Balance of convenience

  1. I turn therefore to questions of balance of convenience. With considerable force, the Viteks submitted that it was for Ms Taheri to put forward evidence of her financial position, and the prejudice she would suffer if a stay of execution were not continued, which she had failed to do. Certainly, although there is limited evidence of her assets, it is far from clear what liabilities she is subject to. Partly, as Mr Condon SC conceded, that is a consequence of the bankruptcy of Mr Taheri and the fact that a deal of real property was held by them jointly.

  1. It was established on the evidence that Ms Taheri is the sole registered proprietor of property in Seaforth, where she lives, which is subject to a single registered mortgage to the Commonwealth Bank of Australia, and the indebtedness on that home loan is $640,015.42. In the course of the hearing, Mr Condon confirmed that on his instructions the bank was the only creditor with security over that property, and against the possibility that that turns out not to be the case, I granted liberty to apply.

  1. As the Viteks pointed out, it was possible if not indeed likely that the registered mortgage secures other indebtedness of Ms Taheri to the Bank, and the evidence established that in all Ms Taheri held funds of $212,420.55 with the Bank, and owed $2,657,676.72 to the Bank, a net negative position of $2,445,256.17. I admitted into evidence, over the objection of Mr Zipser, an unsigned "market appraisal" prepared by Mr Mark Griffiths, a principal of a Seaforth real estate agent, which Ms Taheri's solicitor said had been obtained the previous day. As Mr Zipser observed, the appraisal contains no reasons, nor it does it identify what material was supplied to Mr Griffiths, nor what investigations he undertook. However, it concludes:

"Determining the eventual selling price is by no means an exact science, which is why we rely on our experience and current market indicators to give you an expected sale price range.
Your property could achieve in the vicinity of
$4,000,000 - $5,000,000."
  1. For the reasons given by Mr Zipser, I place almost no reliance on the figures contained in the appraisal. However, there is also evidence that Ms Taheri has been proposing for some time to replace the bi-fold windows on her property, which is estimated to cost well over $100,000. Windows can be expensive, but one would not spend well over $100,000 to replace the windows on a small bungalow. I also think I can safely take judicial notice of the fact that Seaforth is a harbourside suburb in which there are a number of very expensive houses.
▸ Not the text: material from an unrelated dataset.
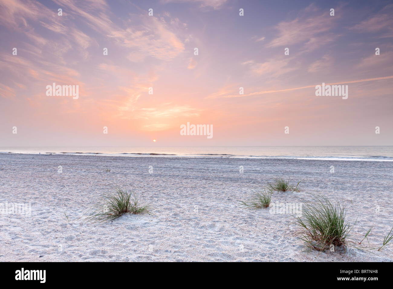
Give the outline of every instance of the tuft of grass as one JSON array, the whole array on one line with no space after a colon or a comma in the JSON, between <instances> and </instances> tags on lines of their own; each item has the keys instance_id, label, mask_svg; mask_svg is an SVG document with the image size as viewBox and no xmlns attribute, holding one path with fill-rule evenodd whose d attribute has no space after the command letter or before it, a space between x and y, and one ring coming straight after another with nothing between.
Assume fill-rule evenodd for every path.
<instances>
[{"instance_id":1,"label":"tuft of grass","mask_svg":"<svg viewBox=\"0 0 393 289\"><path fill-rule=\"evenodd\" d=\"M298 228L295 235L310 249L323 251L331 245L346 249L352 226L345 220L345 208L338 201L333 204L323 196L314 196L306 203L301 216L295 216ZM367 234L367 235L368 234Z\"/></svg>"},{"instance_id":2,"label":"tuft of grass","mask_svg":"<svg viewBox=\"0 0 393 289\"><path fill-rule=\"evenodd\" d=\"M285 180L283 178L275 178L273 182L268 182L267 186L268 189L272 191L299 191L299 190L298 188L298 186L300 183L300 181L298 183L296 187L294 187L289 184L289 179L287 180Z\"/></svg>"},{"instance_id":3,"label":"tuft of grass","mask_svg":"<svg viewBox=\"0 0 393 289\"><path fill-rule=\"evenodd\" d=\"M392 234L391 235L390 235L391 234L392 230L393 230L393 228L392 228L390 230L390 232L387 234L387 236L384 238L384 241L382 243L382 245L378 249L378 251L380 251L384 247L389 244L389 242L393 239L393 234Z\"/></svg>"},{"instance_id":4,"label":"tuft of grass","mask_svg":"<svg viewBox=\"0 0 393 289\"><path fill-rule=\"evenodd\" d=\"M95 211L90 214L88 219L105 222L114 220L125 214L152 214L150 205L140 204L137 194L119 186L113 187L115 192L104 196L103 203L96 206Z\"/></svg>"},{"instance_id":5,"label":"tuft of grass","mask_svg":"<svg viewBox=\"0 0 393 289\"><path fill-rule=\"evenodd\" d=\"M68 221L68 223L70 223L70 218L68 217L68 215L66 213L65 211L64 211L64 214L65 215L66 217L67 218L67 221Z\"/></svg>"},{"instance_id":6,"label":"tuft of grass","mask_svg":"<svg viewBox=\"0 0 393 289\"><path fill-rule=\"evenodd\" d=\"M272 201L272 193L265 190L261 192L254 191L254 195L247 202L241 201L242 205L246 208L268 208Z\"/></svg>"}]
</instances>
  1. Although the evidence is very slight, and its deficiencies are wholly attributable to Ms Taheri, it seems plausible that Ms Taheri lives in a multi-million dollar home in a harbourside suburb of Sydney which, if sold, could realise more than $2 million (quite possibly, substantially more). To date, there has been an undertaking not to sell, transfer, further encumber or otherwise deal with that property save on 28 days' written notice, and I have not been taken to any material to suggest that the Viteks did not regard that arrangement as an appropriate holding position pending their obtaining final orders. I regard the charge over that property which Ms Taheri proffers as the price of a stay as a substantial improvement in the position of the Viteks, even though I fully accept that it is not clear whether they have thereby become fully secured or merely under-secured creditors.

  1. Also in evidence were certificates of title of two apartments in George Street, Sydney, each of which is mortgaged, and is owned jointly by Mr and Ms Taheri, which also have been subject to the existing undertaking, but which are now proposed to be sold (and relatively speedily, given the time of year), with the proceeds being paid into Court. There is also evidence of a deal of additional property.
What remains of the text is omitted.